Friday, 9 December 2011

Please, Please, Please, Let Me Get What I Want

And that isn't the John Lewis advert.

No. Stop it. Stop showing it. Stop lying about the way it made you feel all soppy and like the world's biggest prat. No. Just stop it.

I have NEVER seen a worse advert. And I lived through the 90s! I lived through Brit Pop, Girl Power, neon, and Barbie Girl, and have never managed to witness an advert worse than this godawful piece of mess that is the John Lewis ad. There is just so much wrong with this advert that I hardly know where I should begin venting my frustrations. The whole advert just makes my skin crawl.

But the biggest travesties are as follows:-

  • The choice of song.
I love The Smiths. I love Morrissey. I love Johnny Marr. And I love "Please, Please, Please Let Me Get What I Want" almost as much as I love oxygen. It is such a beautiful song and it was the soundtrack to a particularly dire week earlier this summer that culminated in me sitting on a curb outside of a pub in Elephant & Castle crying in biblical rain. Because of that week, "Please, Please, Please" has become my go-to song for whenever I'm stuck in one of my epic "I hate my life" episodes. It is full of such sadness and desperation, much like the rest of The Smiths' back catalogue. It is NOT a song that is fitting for Christmas.
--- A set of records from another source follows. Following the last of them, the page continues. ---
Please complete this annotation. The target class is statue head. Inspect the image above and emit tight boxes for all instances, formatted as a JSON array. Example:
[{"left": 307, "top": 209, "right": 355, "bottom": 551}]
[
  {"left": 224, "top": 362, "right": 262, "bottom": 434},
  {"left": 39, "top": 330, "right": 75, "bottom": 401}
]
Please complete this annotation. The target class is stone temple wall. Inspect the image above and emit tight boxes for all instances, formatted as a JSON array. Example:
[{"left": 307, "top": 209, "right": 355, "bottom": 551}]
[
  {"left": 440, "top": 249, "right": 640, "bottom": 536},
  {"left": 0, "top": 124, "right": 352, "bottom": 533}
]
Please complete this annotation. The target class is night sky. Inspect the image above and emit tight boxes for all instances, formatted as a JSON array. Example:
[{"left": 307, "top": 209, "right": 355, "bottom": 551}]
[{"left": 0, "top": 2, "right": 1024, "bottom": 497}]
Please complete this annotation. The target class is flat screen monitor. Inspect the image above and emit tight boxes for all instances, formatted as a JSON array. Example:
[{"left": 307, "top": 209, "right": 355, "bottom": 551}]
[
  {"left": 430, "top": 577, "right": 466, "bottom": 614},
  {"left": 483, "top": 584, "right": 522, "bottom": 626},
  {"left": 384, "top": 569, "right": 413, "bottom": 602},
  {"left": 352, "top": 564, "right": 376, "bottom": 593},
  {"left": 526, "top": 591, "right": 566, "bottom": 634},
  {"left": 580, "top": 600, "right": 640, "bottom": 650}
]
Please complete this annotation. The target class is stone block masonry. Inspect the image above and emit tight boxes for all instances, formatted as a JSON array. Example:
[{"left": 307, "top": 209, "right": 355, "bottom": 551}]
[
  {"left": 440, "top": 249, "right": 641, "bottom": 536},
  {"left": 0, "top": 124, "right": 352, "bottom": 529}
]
And no one should dare attempt a cover version of such a bittersweet song, especially not the dreary mare who sings it in the advert.

  • The entire concept
No child in the history of the planet has ever been more excited about giving presents rather receiving them - fact. No child wakes up on Christmas Day and ignores the piles of presents that eagerly await to be savagely unwrapped in favour of giving their parents a shoddily wrapped box that may or may not contain the head of Gordon Brown (where has he disappeared to?!). It doesn't matter how amazing your parents are, you just don't care about them on Christmas Day when you're under the age of seven unless they're giving you a life size collection of Lego and a bubble machine (because we all know kids go batshit crazy for Lego and bubbles). So the entire concept of the advert instantly becomes void as soon as people realise that they actually know a miniature adult and are fully aware of their reasoning.

  • The snow
Yes, I'm aware that it's started snowing here in England in recent years. But it's not the pretty white Hollywood style snow that we get. It's not the pretty white, steadily flowing snow that's evident in this advert. In England (and especially London) we get slush. And when it is snow, it's never white for long. A culmination of pollution, rain, and trampy shoes give us a dirty, manky grey coloured snow that stops transport, closes schools, and gives adults the opportunity to skive off of work and make lopsided snowmen. Oh, and it never snows on Christmas Day. I know it's an insignificant part of the advert but my God it drives me crazy.

  • The previous years
John Lewis had a challenge on its' hands. Previous Christmas campaigns were amazing (such as the one featuring the Fyfe Dangerfield cover of "Always a Woman") and have become a staple in the Christmas programming schedule. The internet was buzzing with talk of this years' advert long before it aired with people desperate to find out how John Lewis would top the previous ones. We all waited with baited breath and exhaled with a massive sigh of disappointment. The fact is, as soon as John Lewis realised they wouldn't be able to top previous campaigns, they should have given up. Just put out a normal advert that highlighted what was available in their pretty shops. At least one highlight is that next year's advert can't be worse than this one.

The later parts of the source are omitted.